This tutorial will show you:
1. How to scrape Etsy.com categories. To follow along you can Start a Project in ParseHub on https://www.etsy.com/ca/c/jewelry/necklaces?ref=catcard-1217-216044426.
2. How to add pagination to a project where you're already extracting multiple elements and their details from another page.
3. How to get a full set of data off of an eCommerce website.
Note: You might not be able to get all the data you need, as ParseHub's Free tier only offers a maximum of 200 pages per run. If you need to scrape more, consider upgrading to one of our premium or enterprise plans!
Building a paginating web scraper
1. Click on the "Select page" command + button that is located on the right of the command. From the tool box that appears, choose the "Select" tool.
2. Click on the "Next" button on the page to select it. It will highlight in green when selected.
3. Rename the "Select & Extract selection1" command by clicking on the text and typing in "button"
4. Click on the + button on the "Select & Extract button" command. Choose the "Click" tool from the tool box.
5. It will ask you whether it's a "next page" button, on which you should click Yes, after which it will default to repeating the current template. Click on "Repeat Current Template".
6. If you would like to stop the pagination at a specific page, you can change the max depth value which is one of the click command's options to something other than 0 (unlimited pages). For example, if you would like to click on the next button twice to scrape 3 pages of results in total (including the first page of the results), you can change the max depth value to 2:
Troubleshooting: Prevent Infinite Loops
After adding the "Click" tool, you want to make sure that you did not create an infinite loop in the project.
On some websites the "next" button is still visible on the last page of the results, although it is disabled and not click-able. This causes ParseHub to continue paginating even with nothing left.
First, we need to make sure that the "next" button is not available on the last page: switch to the Browser Mode on ParseHub and go to the last page of the results.
Click on the "Select button" node and make sure that the selection node shows "(0)". If it is shows "(1)", this means that we are still selecting the "next" button on the last page.
To prevent creating this infinite loop, you should add a condition to skip the "next" button if it is disabled. This won't always require the same conditional on every page.
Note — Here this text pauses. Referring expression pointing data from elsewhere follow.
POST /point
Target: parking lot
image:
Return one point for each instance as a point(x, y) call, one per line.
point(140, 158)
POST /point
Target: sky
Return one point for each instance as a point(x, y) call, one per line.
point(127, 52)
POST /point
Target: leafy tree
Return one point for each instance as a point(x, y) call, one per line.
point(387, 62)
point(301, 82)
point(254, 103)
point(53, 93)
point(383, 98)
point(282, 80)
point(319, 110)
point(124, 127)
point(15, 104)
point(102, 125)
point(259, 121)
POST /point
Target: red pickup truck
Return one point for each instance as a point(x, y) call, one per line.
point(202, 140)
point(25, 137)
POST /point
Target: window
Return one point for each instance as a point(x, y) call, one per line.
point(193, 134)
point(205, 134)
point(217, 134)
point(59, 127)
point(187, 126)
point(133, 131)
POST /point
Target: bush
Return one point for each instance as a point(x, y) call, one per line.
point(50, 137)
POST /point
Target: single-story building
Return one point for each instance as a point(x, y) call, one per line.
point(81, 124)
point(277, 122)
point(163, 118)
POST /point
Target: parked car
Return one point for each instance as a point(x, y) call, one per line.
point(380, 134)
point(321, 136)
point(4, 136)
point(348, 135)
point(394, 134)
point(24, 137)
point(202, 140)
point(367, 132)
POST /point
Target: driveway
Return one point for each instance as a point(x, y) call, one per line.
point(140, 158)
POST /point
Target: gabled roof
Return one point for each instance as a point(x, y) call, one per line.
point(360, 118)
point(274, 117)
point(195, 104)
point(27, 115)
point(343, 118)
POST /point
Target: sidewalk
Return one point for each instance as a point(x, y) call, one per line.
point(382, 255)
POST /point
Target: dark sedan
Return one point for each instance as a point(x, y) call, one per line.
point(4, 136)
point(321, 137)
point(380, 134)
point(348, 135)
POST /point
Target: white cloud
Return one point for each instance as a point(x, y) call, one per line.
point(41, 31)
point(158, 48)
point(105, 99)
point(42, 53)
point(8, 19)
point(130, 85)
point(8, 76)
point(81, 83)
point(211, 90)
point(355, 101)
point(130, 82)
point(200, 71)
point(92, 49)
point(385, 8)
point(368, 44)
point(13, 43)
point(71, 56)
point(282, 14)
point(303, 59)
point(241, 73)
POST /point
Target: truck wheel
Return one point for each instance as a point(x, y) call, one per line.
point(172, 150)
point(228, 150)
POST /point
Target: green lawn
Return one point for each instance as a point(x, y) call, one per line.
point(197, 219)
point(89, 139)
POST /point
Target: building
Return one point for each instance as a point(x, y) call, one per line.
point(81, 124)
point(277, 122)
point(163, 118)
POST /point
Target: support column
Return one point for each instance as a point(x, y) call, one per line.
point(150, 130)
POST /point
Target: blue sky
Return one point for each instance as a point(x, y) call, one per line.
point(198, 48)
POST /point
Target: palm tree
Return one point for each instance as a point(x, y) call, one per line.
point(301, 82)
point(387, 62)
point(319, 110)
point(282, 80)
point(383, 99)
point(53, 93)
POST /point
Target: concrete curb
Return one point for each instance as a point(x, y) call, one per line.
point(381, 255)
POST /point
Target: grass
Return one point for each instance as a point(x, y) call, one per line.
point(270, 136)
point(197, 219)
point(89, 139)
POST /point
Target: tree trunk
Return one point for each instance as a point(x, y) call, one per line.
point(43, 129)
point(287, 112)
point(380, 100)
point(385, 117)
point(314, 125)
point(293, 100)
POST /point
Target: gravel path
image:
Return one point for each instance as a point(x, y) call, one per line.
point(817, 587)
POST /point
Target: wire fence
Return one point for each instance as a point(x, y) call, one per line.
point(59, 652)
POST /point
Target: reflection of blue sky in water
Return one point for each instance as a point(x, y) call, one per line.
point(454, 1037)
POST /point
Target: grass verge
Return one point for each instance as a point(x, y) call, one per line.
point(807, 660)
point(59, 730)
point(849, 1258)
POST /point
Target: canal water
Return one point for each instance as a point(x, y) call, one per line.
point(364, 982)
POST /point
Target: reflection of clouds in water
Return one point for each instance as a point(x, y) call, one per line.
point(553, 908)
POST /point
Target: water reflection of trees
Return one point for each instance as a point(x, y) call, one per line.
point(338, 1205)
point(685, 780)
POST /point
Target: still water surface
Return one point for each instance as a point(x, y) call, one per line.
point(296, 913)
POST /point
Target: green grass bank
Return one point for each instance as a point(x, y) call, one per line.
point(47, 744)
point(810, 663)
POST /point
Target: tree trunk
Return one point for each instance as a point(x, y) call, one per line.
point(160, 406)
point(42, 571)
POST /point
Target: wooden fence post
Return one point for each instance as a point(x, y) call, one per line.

Right click on the next button the the last page and press Inspect Elements. You should look around in the html and find a unique attribute in the next button HTML, for when the button is disabled.
You should add a conditional command right after the Select button node and enter !$e.prop("class").toLowerCase().contains("disabled") in the condition text box.
If the HTML you found is in a different attribute (for example, name="disabled") make sure to change the expression to this attribute name, instead of class.
If the HTML you found has a different unique name for the final page's button (for example, class="button_off") make sure to change the expression from disabled to this attribute.
Download this Project
You can download the project that we just created here: Etsy.phj
To open the project in your account, open ParseHub, go to My Projects, click on Import Project and select the file. Note that this project will work on the Etsy only.